First things first. As in the CDS/protein parsing example, the function receives a string and it is easier for us to operate with lists, so we split the string at the carriage returns. This time we also need to check for the start and end positions of the gene in the long string that is the DNA sequence of a GenBank file, so we just declare a couple of integers start and end. We also have a couple of strings to receive the gi ID and the gene product (id). And finally a boolean, that will tell us if the sequence in question is on the DNA complement strand, meaning it is a reverse complement of the DNA that is stored in the file.

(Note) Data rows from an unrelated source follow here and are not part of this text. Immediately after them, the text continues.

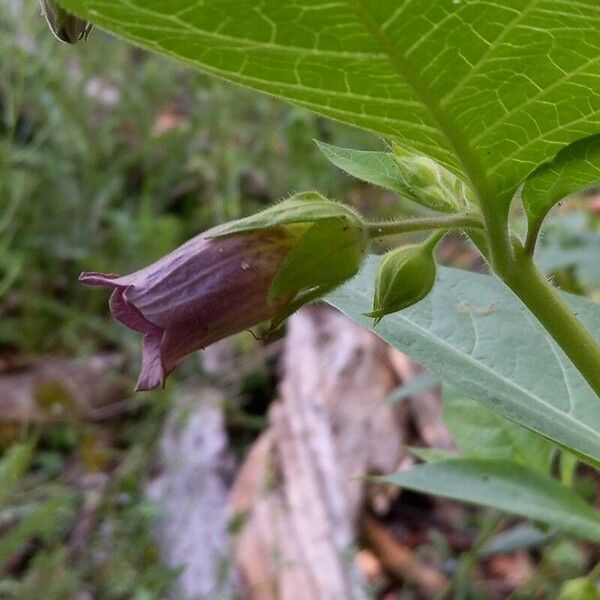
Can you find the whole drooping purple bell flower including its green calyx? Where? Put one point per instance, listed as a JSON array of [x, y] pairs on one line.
[[235, 276]]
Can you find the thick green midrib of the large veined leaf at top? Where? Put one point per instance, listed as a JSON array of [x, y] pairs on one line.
[[460, 146]]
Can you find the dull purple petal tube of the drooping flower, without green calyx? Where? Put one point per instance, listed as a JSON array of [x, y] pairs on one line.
[[205, 290]]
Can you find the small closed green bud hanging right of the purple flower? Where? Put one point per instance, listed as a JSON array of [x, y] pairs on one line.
[[405, 276]]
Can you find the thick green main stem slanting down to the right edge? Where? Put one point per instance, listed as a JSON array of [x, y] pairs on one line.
[[543, 300]]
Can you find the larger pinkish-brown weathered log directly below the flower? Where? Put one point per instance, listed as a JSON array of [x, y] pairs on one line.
[[297, 497]]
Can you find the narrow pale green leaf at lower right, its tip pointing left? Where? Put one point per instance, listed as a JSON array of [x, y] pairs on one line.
[[506, 486]]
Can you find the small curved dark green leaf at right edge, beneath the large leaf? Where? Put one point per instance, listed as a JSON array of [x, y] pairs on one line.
[[574, 169]]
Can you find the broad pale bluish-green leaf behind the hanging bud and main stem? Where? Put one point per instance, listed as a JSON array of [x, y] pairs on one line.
[[473, 333]]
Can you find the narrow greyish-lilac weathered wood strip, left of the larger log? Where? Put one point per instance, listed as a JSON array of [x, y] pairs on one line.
[[191, 493]]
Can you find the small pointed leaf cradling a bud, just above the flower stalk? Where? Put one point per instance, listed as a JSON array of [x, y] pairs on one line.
[[417, 178]]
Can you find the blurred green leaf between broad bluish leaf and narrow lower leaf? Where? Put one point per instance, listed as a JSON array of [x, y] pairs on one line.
[[482, 433]]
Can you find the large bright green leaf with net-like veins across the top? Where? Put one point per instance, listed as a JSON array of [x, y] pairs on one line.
[[489, 88]]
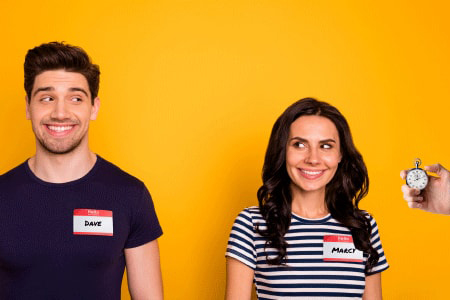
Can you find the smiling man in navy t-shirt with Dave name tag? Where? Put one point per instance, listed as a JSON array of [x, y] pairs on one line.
[[71, 221]]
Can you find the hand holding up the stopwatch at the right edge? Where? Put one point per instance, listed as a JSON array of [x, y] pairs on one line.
[[435, 197]]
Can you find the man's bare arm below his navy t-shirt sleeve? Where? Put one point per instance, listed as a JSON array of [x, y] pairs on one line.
[[144, 272]]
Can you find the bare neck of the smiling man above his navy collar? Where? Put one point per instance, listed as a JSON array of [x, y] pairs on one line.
[[60, 168]]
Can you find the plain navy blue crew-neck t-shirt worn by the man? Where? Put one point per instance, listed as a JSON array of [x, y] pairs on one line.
[[42, 258]]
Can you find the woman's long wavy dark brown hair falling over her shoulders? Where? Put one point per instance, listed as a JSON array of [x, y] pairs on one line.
[[342, 195]]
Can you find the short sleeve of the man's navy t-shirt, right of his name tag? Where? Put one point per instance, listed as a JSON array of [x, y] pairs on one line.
[[144, 222]]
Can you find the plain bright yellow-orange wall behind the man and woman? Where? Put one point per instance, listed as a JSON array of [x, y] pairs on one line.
[[191, 89]]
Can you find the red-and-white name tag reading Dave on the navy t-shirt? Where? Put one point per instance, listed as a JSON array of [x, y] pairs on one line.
[[92, 222]]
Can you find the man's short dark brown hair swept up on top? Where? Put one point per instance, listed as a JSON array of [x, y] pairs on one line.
[[57, 56]]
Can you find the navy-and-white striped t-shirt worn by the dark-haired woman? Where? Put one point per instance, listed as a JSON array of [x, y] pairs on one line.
[[322, 262]]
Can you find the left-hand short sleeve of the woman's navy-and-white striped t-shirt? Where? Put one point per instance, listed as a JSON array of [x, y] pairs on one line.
[[241, 244]]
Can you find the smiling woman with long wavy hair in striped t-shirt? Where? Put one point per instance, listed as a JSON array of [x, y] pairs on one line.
[[308, 238]]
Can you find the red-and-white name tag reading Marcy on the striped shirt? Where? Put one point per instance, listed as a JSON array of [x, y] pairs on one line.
[[340, 248]]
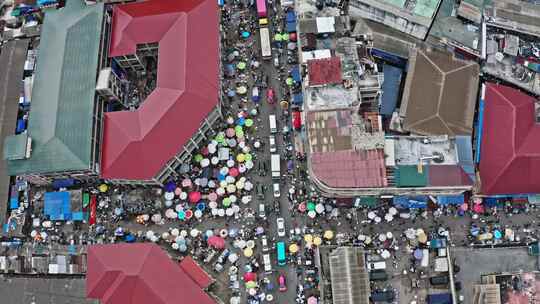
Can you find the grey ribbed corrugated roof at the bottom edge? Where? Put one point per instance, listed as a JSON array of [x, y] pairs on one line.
[[349, 277]]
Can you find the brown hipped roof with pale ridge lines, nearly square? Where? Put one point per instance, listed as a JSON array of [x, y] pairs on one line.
[[440, 94]]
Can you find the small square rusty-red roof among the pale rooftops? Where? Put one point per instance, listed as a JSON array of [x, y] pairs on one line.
[[324, 71]]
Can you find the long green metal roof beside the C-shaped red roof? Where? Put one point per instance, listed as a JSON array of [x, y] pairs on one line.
[[61, 114]]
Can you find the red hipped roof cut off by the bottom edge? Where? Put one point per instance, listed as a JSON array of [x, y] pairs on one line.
[[138, 274]]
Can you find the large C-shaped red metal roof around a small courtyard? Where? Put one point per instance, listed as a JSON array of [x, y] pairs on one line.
[[187, 84]]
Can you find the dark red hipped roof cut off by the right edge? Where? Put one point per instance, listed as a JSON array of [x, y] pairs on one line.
[[510, 162]]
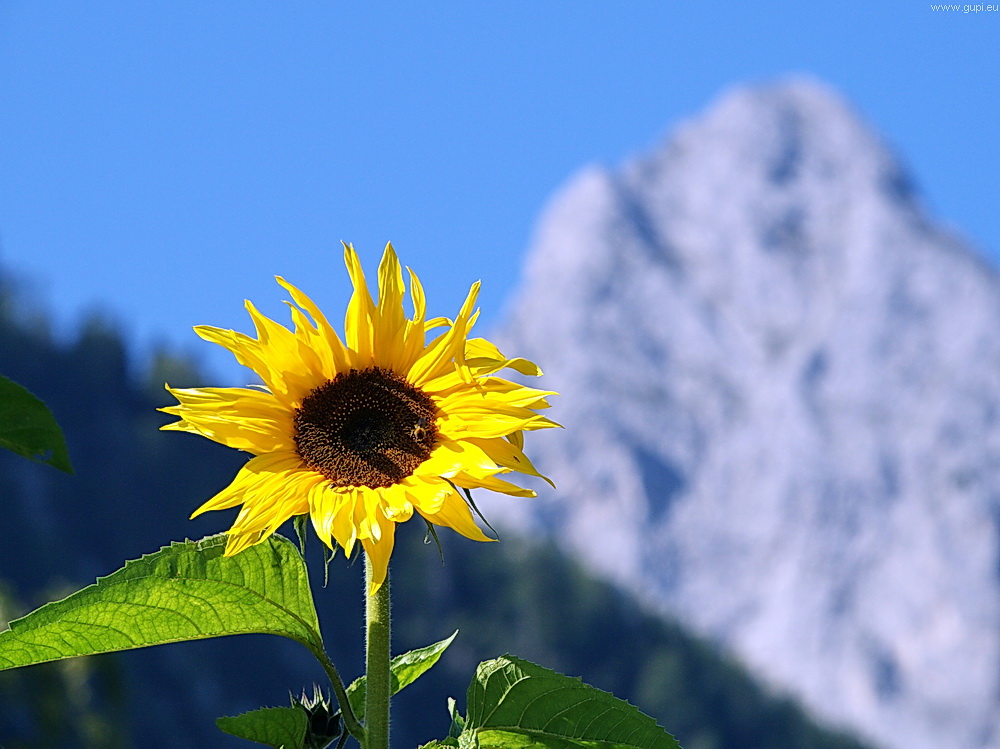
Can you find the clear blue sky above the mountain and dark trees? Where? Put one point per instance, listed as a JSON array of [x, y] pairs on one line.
[[163, 160]]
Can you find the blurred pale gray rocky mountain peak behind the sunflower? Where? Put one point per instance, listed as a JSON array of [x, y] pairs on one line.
[[781, 390]]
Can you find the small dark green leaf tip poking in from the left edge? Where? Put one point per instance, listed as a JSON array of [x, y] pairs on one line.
[[28, 427]]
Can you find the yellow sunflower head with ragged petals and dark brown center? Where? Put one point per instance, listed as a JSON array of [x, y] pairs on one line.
[[360, 433]]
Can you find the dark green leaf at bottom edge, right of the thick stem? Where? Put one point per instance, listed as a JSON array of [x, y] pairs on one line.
[[517, 704]]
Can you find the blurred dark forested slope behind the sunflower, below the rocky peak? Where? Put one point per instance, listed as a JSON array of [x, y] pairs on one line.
[[133, 490]]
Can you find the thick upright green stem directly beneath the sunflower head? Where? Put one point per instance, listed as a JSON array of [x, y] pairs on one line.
[[377, 679]]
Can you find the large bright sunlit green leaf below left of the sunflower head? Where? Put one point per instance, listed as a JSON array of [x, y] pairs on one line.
[[185, 591]]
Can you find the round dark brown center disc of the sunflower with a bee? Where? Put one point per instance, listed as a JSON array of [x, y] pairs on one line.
[[366, 427]]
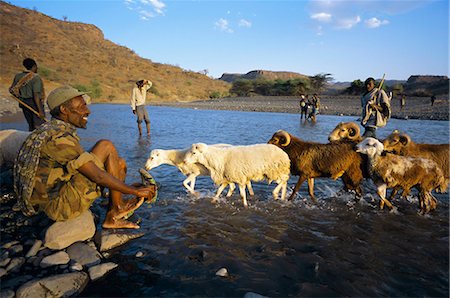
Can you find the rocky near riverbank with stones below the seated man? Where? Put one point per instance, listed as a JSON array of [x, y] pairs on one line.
[[40, 258]]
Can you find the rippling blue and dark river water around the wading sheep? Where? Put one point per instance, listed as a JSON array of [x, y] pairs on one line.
[[338, 247]]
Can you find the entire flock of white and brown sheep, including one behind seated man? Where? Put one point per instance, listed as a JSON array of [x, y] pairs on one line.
[[397, 162]]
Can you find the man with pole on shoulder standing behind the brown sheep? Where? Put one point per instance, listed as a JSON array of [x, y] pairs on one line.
[[376, 107]]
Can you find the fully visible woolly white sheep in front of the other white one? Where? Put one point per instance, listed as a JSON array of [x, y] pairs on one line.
[[242, 164]]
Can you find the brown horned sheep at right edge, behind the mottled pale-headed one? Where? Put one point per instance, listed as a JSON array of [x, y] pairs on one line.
[[401, 144]]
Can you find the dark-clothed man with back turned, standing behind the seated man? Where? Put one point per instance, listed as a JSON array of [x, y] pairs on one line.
[[29, 88]]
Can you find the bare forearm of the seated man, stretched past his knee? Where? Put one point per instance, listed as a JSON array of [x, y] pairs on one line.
[[103, 178]]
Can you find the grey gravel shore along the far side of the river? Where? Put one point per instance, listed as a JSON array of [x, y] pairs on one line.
[[416, 107]]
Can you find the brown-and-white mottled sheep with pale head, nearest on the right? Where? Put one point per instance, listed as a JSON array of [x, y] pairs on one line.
[[392, 170]]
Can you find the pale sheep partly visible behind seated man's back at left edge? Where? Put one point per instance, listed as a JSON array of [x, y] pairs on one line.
[[10, 142]]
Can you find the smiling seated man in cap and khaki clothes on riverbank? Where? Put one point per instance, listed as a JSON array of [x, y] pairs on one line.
[[54, 174]]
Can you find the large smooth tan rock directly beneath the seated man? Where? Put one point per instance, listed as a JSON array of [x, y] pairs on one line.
[[62, 234]]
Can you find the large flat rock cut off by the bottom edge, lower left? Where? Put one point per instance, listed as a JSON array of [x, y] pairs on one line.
[[64, 285]]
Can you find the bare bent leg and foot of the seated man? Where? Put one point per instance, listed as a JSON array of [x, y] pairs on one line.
[[116, 166]]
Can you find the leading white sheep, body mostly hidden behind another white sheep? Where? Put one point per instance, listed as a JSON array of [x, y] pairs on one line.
[[176, 158]]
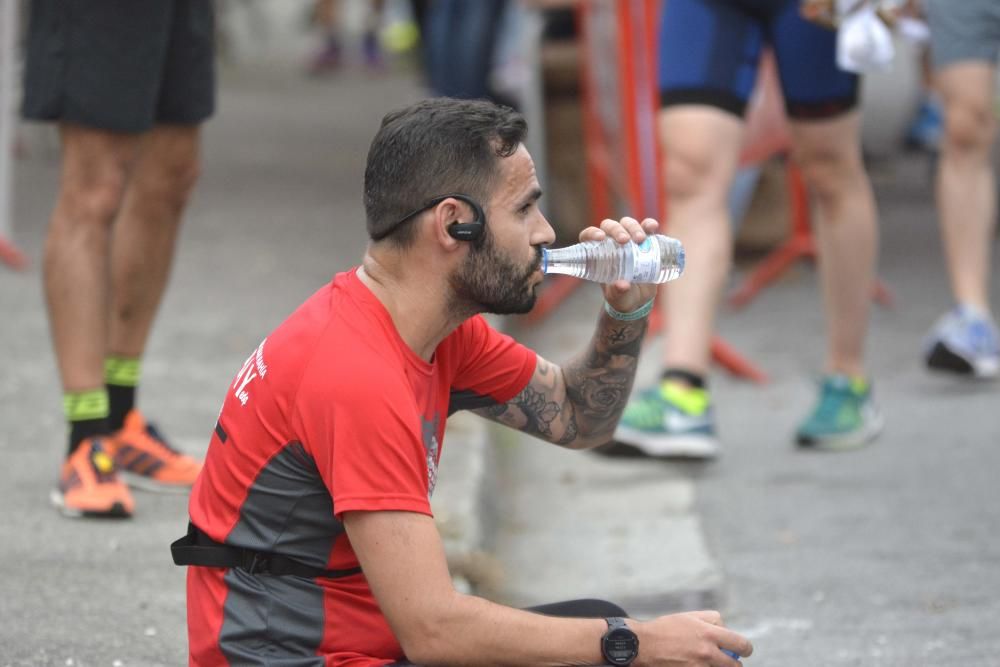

So we start our loop checking for the elements of each line. If we find a ' CDS ' we know that we can extract the start and end positions of the gene

if line.find('  CDS  ') >=0:
    temp = line.split()
    if temp[1].find('complement') >= 0:
        complement = True
        temp[1] = temp[1].replace('complement(', '')
        temp[1] = temp[1].replace(')', '')
    temp2 = temp[1].split('..')
    start = temp2[0]
    end = temp2[1]

We use temporary list and split the line at the spaces and then move to get the information from it. If the line is a reverse complement we remove the word from the entry and the parentheses. Whenever the gene annotation relates to the complement strand the entry is as such complement(10728..11330). We then use another temp object and split the second element in the split line and separate it at the double dots. From this latter split, we end up with two elements, the first is the start position and the second the end position of the gene.

To extract the other information everything works as the previous script, basically checking for the presence of certain words in the each line. In the end we return an instance of the class CDSinfo which will be used to extract the DNA sequence.